Rieux, in a flash of not being a stone-hearted stoic, asks the boy’s family if there’s "anything he can do" for them.
No, they say. Oh, well, saving the boy would be great.
So they try out the serum. Unfortunately, as we’re still several chapters from the end of the novel, it doesn’t work.
Actually, the child he dies over the course of about five pages.
No, wait, he’s not dead yet! Rieux tries to leave, as he doesn’t want to watch the suffering anymore. Paneloux, the priest, is there long enough to cry out "My God, spare this child!"
Then the child dies.
Dr. Rieux is not happy. "That child, anyhow, was innocent […]!" he cries. (Remember Paneloux's sermon about how God sent the plague as a punishment?)
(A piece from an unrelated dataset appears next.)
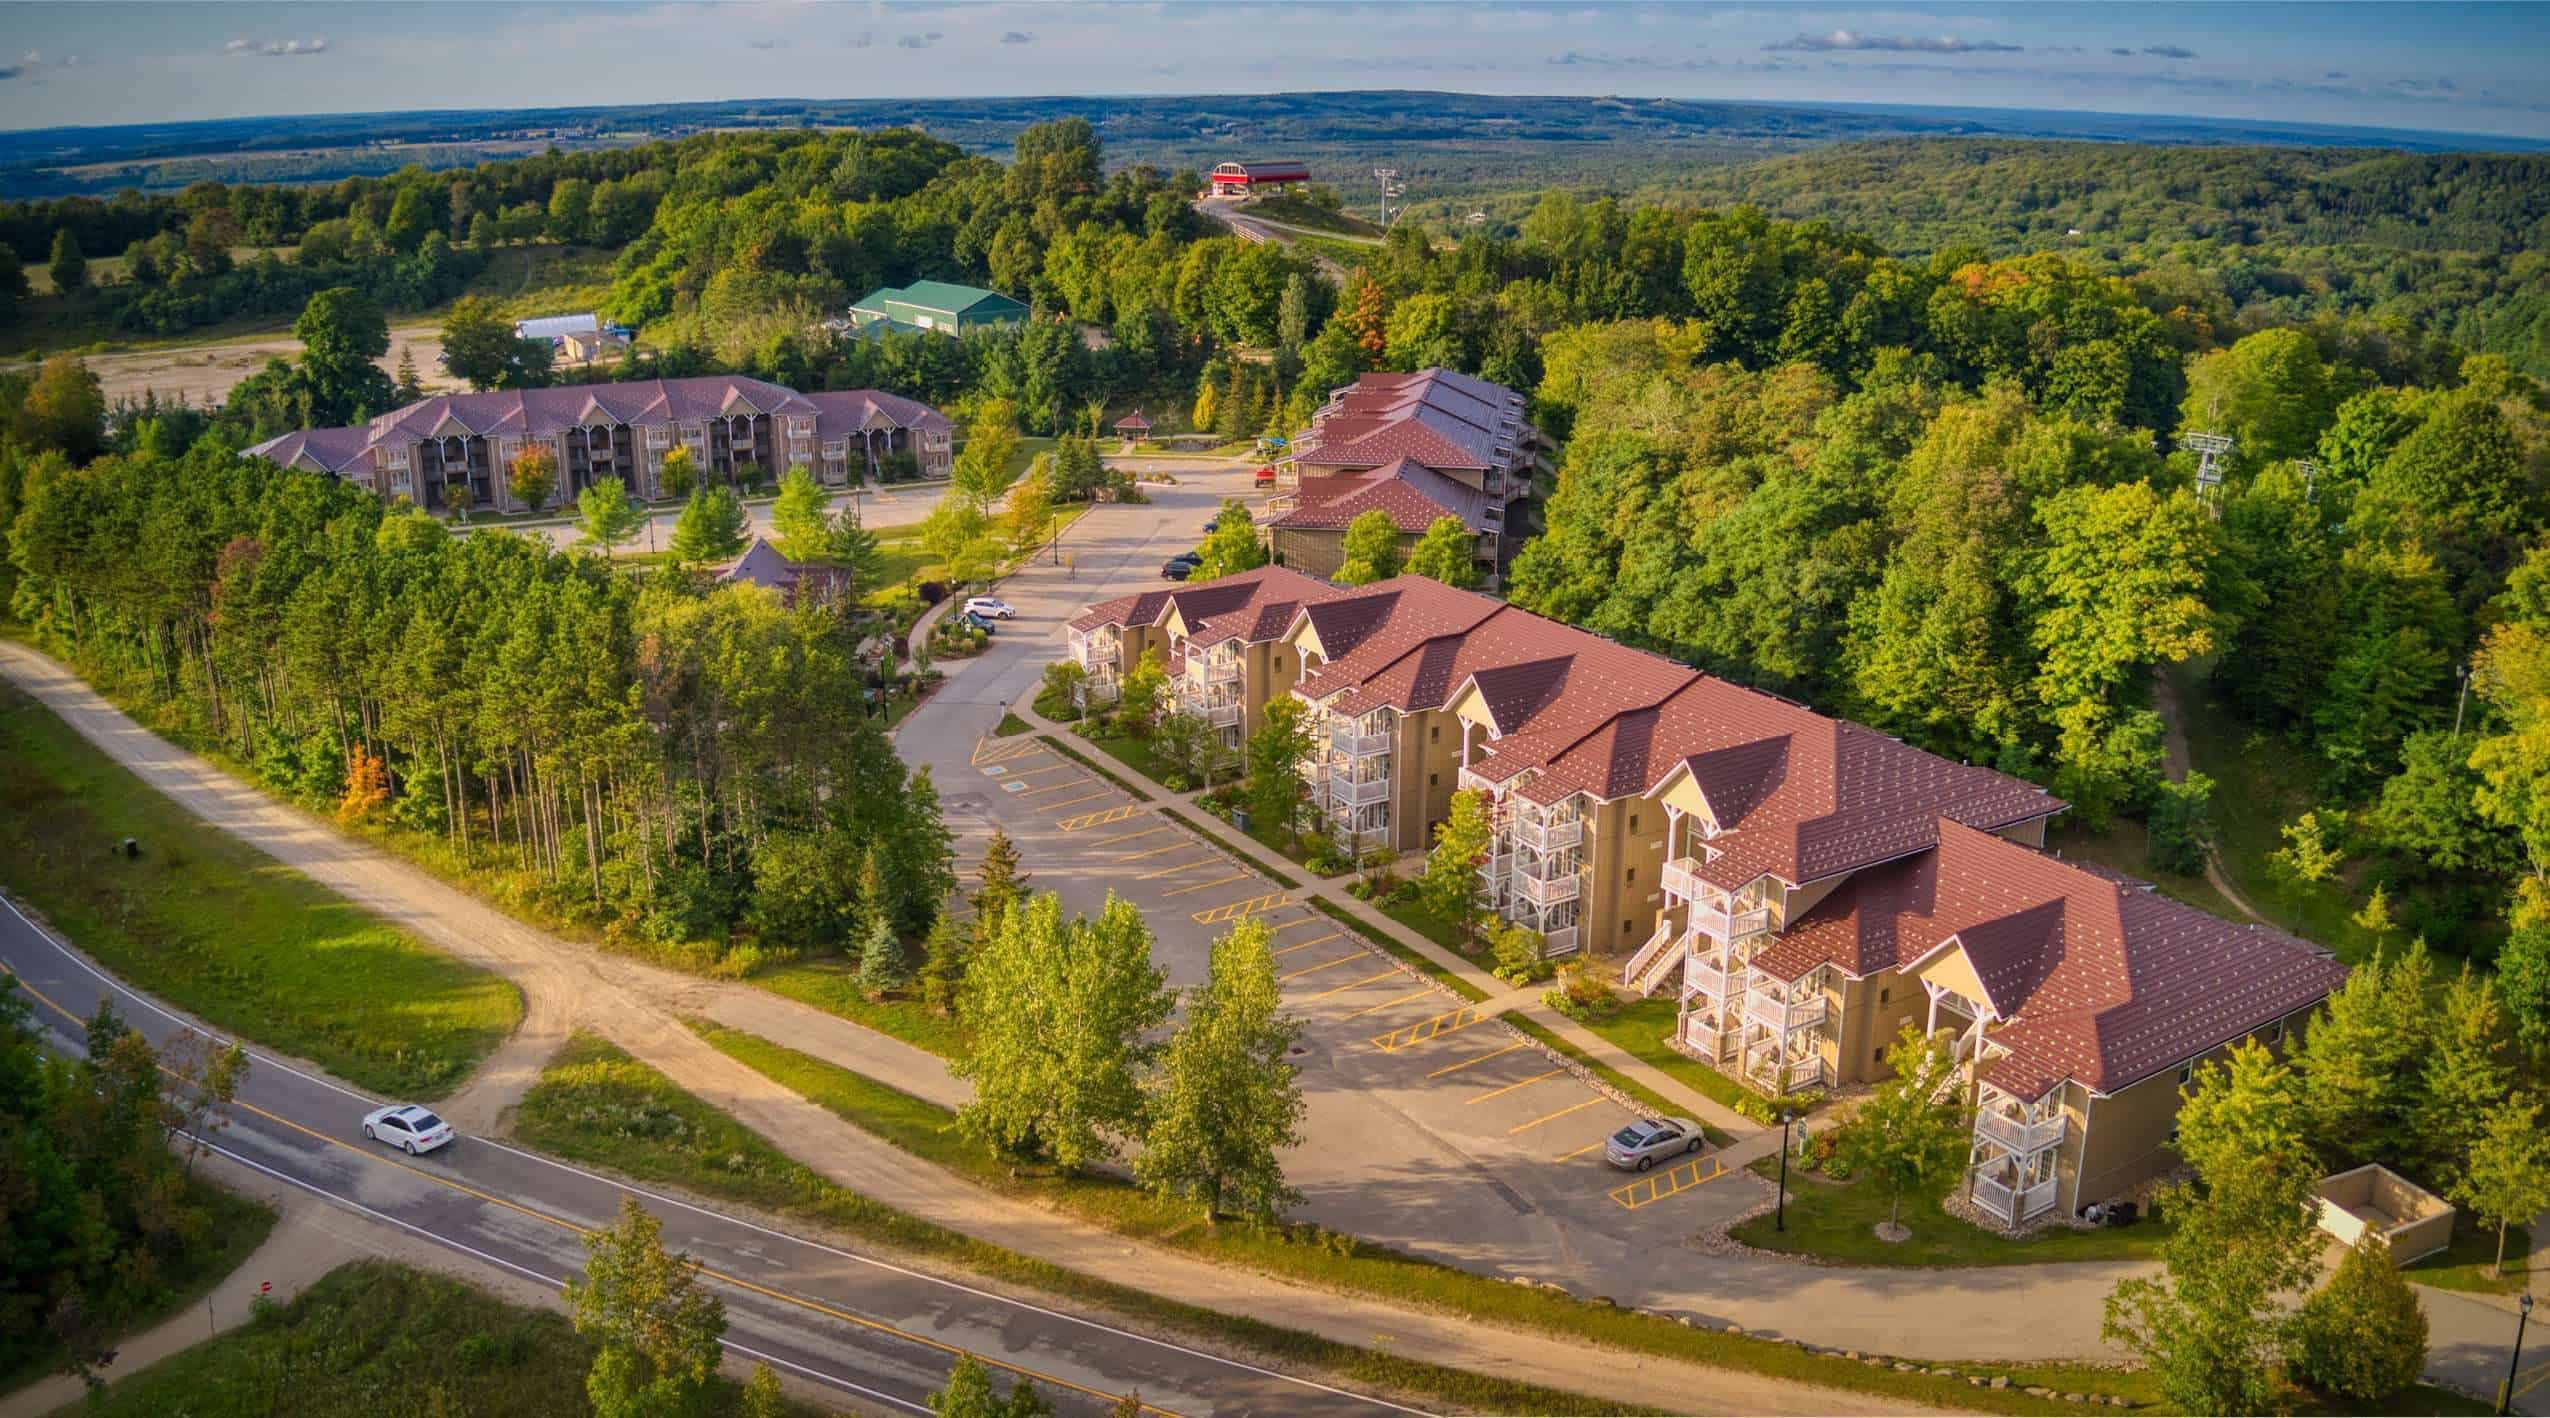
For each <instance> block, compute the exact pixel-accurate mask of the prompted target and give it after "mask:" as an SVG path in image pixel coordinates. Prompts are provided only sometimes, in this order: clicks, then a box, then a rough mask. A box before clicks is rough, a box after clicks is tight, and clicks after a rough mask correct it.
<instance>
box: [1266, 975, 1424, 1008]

Then he goes to sit on the playground bench outside. The doctor tries to "[fight] down his fatigue."
Paneloux soon joins him and offers him the helpful advice that they all "love what [they] cannot understand."
Rieux isn’t buying into it. Love isn’t watching a child suffer torture, he says.
The priest responds that he now understands what "grace" means.
The men continue to debate. Essentially, Rieux isn’t concerned with big, noble words like "salvation" – he just wants to save lives, simple as that.
He does recognize, however, that though their methods and beliefs differ, "God himself" can’t separate the two men; they are bound by their common cause: fighting the plague.